じゃがいもの甘辛煮 準備中
#03 — 岡山県 秋・冬

じゃがいもの甘辛煮

「煮物は急がんことが一番」 — 味見しながらじっくり染ませる甘辛煮

岡山県の家庭では、こうしたじゃがいもの煮物が「あと一品」の定番として親しまれてきました。
焼き魚や味噌汁のそばにちょこんと並ぶ素朴な一品で、冷めても味がしみておいしいのでお弁当にもよく入っていたそうです。

  • 調理時間 30分
  • 分量 4人分
  • 地域 岡山県

「まだちょっと若いな、もう少し煮ようか」
「煮物は急がんことが一番」

— 吉見さんの食卓から(岡山県)

材料

4人分

※ おばあちゃんのレシピでは「だいたいこのくらい」で作ることも多いため、分量は目安としてご覧ください。

材料
じゃがいも 中くらいのをごろごろ入れる (中くらい)
玉ねぎ 半分でええよ (くし切り)
にんじん ちょっとだけ入れる (乱切り)
サラダ油 大さじ1
具が半分ちょっとつかるくらい
和風だし 少し
少しだけ入れる
砂糖 甘みが出るくらいにさらさらっと
しょうゆ 鍋にひとまわし半くらい
みりん 少したらす

作り方

  1. 01

    じゃがいもは皮をむいて半分から4等分に切り、水に少しさらす。
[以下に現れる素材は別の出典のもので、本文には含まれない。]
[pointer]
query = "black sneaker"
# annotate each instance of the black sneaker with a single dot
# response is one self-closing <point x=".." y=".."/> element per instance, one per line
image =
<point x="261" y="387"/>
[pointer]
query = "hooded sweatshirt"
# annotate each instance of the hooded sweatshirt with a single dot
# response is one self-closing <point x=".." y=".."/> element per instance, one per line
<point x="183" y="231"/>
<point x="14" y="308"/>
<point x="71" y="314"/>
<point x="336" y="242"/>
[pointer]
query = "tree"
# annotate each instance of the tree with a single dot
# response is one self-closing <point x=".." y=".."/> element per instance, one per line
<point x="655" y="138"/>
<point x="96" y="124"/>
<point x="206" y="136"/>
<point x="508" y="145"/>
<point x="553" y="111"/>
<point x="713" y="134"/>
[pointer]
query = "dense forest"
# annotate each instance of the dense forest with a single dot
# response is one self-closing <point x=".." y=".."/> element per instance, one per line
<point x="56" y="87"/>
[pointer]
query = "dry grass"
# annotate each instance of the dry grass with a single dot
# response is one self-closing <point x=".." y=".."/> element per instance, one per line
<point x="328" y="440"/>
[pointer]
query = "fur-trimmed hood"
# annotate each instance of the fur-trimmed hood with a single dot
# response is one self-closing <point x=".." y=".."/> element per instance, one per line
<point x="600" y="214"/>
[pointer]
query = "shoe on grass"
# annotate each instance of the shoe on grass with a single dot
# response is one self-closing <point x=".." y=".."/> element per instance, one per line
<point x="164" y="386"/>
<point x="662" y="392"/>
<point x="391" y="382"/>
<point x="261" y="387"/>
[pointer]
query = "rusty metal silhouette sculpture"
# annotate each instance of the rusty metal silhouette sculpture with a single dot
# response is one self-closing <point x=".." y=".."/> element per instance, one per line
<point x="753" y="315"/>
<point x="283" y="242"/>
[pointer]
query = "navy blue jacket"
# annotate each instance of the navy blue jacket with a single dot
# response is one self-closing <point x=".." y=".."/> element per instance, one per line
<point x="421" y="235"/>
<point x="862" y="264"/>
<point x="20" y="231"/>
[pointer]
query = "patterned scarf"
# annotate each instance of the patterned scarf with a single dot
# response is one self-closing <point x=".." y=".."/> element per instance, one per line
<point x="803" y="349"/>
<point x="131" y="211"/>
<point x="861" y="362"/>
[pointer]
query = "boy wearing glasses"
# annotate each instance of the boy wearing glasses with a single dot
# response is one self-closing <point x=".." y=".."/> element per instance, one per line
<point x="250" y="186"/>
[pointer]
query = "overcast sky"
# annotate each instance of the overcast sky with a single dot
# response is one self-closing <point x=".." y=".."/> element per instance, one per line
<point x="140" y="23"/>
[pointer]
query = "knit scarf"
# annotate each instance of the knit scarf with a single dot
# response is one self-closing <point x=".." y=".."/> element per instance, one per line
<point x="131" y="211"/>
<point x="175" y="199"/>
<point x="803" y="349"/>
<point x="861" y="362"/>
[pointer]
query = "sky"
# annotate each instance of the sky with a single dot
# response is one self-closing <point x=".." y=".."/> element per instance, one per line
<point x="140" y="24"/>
玉ねぎはくし切り、にんじんは乱切りにする。

  2. 02

    鍋にサラダ油を入れて中火で熱し、玉ねぎとにんじんを軽く炒める。香りが出てきたらじゃがいもも加えて油をなじませる。

  3. 03

    水300ccを入れて、和風だし・酒・砂糖を加える。

    💡 最初に甘みを入れると味がなじみやすい

  4. 04

    煮立ったらアクを取り、落としぶたをして中火より少し弱めで10分ほど煮る。

  5. 05

    しょうゆとみりんを加えてさらに10〜15分煮る。竹串がすっと通るくらいまで。

  6. 06

    最後は少し火を強めて煮汁を軽く飛ばし、鍋をゆすりながら全体に照りを出して完成。

    💡 箸であまり触らず、鍋をゆすって混ぜるとじゃがいもが崩れない

ものがたり

祖母の家に行くと、
ほぼ必ず鍋の中にあった一品。
「まだちょっと若いな」と味見を繰り返す姿を、今も覚えている。

祖母の家に行くとかなりの確率で食卓に並んでいた料理です。台所で大きめの鍋を火にかけながら、味見をしては「まだちょっと若いな、もう少し煮ようか」と言っていたのを覚えています。計量することはなく、調味料もだいたい鍋に直接入れていて、見ていて毎回よく同じ味になるなと感心していました。じゃがいもが少し崩れて煮汁にとろみがつく感じが家族みんな好きで、気づくと鍋が空に近くなっていました。「煮物は急がんことが一番」が口癖でした。

情報源: おばあちゃん本人から直接教わった家族(親・きょうだいなど)から聞いた記憶を頼りに書いている (語り部:吉見さん)

食文化こぼれ話

じゃがいもは江戸時代にオランダ船で日本に伝わったとされ、「ジャガタライモ(ジャカルタの芋)」が語源とも言われています。岡山県は温暖な気候で野菜の栽培が盛んな地域であり、家庭の煮物にはその時々の旬の根菜が使われることが多かったようです。